Peça 'Eigengrau - No Escuro' contempla a dor de jovens vítimas de suas próprias crenças

Texto inédito da dramaturga britânica Penélope Skinner tem direção de Nelson Baskerville

Leandro Nunes, O Estado de S.Paulo

03 de fevereiro de 2017 | 20h07

O que as viúvas de Zygmunt Bauman sempre explicaram, a dramaturga Penélope Skinner precisou descobrir: Nada é feito para durar. E isso incluiu o engajamento feminista da britânica.

A desilusão com o movimento que busca a igualdade entre gêneros motivou a escrita de Eigengrau - No Escuro, que estreia nesse sábado, 4, na Funarte. “A autora estava revendo as próprias crenças, tentando compreender que internamente havia discordâncias naturais”, explica a atriz Renata Calmon. 

A montagem traz quatro jovens que compartilham dois apartamentos. Inicialmente, os estereótipos contemporâneos são dados: Renata vive uma vegetariana mística.

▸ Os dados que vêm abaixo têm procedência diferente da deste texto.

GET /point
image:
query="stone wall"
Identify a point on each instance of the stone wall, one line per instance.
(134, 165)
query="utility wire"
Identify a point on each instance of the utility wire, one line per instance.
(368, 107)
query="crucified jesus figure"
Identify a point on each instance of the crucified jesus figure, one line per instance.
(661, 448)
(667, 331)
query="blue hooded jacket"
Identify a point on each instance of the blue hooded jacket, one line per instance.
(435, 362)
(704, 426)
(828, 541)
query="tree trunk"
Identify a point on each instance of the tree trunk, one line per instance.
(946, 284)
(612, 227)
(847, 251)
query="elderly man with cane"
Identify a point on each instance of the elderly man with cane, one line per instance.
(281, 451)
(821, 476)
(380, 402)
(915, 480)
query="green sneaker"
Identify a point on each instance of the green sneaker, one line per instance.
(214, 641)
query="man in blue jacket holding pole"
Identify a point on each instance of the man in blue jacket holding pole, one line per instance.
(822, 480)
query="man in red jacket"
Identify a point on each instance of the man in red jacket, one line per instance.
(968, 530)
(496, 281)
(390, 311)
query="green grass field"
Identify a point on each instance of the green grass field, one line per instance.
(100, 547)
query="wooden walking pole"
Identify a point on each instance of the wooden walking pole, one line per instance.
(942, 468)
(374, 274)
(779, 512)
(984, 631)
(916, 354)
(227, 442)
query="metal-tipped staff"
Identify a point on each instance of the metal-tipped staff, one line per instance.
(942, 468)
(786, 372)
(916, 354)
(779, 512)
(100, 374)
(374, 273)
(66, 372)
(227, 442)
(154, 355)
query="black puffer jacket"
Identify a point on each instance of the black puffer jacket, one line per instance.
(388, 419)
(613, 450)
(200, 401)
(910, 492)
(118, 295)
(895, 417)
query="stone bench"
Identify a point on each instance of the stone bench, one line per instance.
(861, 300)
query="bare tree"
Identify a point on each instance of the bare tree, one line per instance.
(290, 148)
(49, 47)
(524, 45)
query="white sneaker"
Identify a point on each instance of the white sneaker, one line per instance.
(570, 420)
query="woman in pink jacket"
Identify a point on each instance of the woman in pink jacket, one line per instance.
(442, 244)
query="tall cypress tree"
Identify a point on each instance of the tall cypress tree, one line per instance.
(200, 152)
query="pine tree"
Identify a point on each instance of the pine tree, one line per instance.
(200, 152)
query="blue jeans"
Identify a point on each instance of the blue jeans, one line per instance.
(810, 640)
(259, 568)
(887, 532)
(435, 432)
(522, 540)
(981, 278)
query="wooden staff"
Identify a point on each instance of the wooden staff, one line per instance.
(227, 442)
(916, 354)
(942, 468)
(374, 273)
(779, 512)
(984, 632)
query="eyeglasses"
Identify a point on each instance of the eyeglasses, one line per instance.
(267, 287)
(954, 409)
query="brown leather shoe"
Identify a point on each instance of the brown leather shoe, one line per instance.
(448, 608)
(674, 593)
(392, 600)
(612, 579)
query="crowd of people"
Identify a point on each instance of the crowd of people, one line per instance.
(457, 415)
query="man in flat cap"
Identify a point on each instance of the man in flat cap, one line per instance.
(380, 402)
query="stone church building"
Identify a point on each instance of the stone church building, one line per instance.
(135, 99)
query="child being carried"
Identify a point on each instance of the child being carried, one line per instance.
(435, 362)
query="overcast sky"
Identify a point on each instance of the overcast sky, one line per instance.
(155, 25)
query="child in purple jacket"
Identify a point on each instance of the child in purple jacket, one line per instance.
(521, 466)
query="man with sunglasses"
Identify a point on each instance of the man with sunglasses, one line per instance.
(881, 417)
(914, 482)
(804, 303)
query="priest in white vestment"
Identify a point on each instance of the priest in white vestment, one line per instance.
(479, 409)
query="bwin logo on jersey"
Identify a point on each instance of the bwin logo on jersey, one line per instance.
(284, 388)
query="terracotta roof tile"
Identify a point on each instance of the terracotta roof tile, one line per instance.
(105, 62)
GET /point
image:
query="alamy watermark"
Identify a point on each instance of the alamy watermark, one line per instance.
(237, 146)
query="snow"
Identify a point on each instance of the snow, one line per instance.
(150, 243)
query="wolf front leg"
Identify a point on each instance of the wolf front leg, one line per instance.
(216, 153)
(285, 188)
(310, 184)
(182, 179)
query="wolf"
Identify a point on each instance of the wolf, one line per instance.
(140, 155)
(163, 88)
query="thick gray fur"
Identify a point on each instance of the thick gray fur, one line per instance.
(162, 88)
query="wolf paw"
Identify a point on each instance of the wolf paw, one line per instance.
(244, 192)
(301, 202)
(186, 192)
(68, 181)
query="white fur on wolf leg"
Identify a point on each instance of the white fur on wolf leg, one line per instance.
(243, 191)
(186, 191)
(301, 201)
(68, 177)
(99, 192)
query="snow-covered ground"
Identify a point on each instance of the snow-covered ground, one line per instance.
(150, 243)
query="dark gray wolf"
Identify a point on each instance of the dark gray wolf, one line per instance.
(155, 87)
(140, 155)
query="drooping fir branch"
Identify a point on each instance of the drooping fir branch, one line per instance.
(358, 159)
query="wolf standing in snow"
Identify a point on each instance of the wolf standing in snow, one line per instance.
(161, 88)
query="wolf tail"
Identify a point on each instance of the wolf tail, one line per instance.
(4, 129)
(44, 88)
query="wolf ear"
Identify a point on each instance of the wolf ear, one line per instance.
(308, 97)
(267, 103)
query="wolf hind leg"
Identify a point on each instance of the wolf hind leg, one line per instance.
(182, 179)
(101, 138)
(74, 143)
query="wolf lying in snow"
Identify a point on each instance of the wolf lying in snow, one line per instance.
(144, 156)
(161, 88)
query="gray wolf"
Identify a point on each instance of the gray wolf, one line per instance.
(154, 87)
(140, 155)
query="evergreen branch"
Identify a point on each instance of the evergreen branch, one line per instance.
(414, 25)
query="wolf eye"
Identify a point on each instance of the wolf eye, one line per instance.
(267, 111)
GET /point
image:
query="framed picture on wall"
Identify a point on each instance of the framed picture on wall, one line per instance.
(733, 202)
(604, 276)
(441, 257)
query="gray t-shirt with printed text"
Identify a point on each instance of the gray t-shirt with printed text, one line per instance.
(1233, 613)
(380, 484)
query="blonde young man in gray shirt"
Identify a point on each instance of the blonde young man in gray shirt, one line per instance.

Há também um marqueteiro obsessivo (Daniel Tavares), um rapaz em luto (Tiago Real) e uma ativista do feminismo (Andrea Dupré). 

A montagem com direção de Nelson Baskerville e que estreou no Festival da Cultura Inglesa em 2016 marca o primeiro trabalho Cia Delicatessen Teatral. Para ele, o retrato dos jovens resgata uma condição muito mais real e incerta do que a precisão de termos como misoginia ou machismo. “Muitas pessoas podem definir a peça sob esses pensamentos”, continua. “Mas a compreensão não vem das palavras. Há uma emergência na relação entre esses jovem que não é definida. Tudo está fora do controle e as garantias são só formas de alivio”, explica o diretor.

EIGENGRAU - NO ESCURO

Funarte. Al. Nothmann, 1.058. Tel.: 3662-5177. Sáb., 21h; dom., 20. R$ 30 / R$ 15. Estreia hoje, 4. Até 5/3.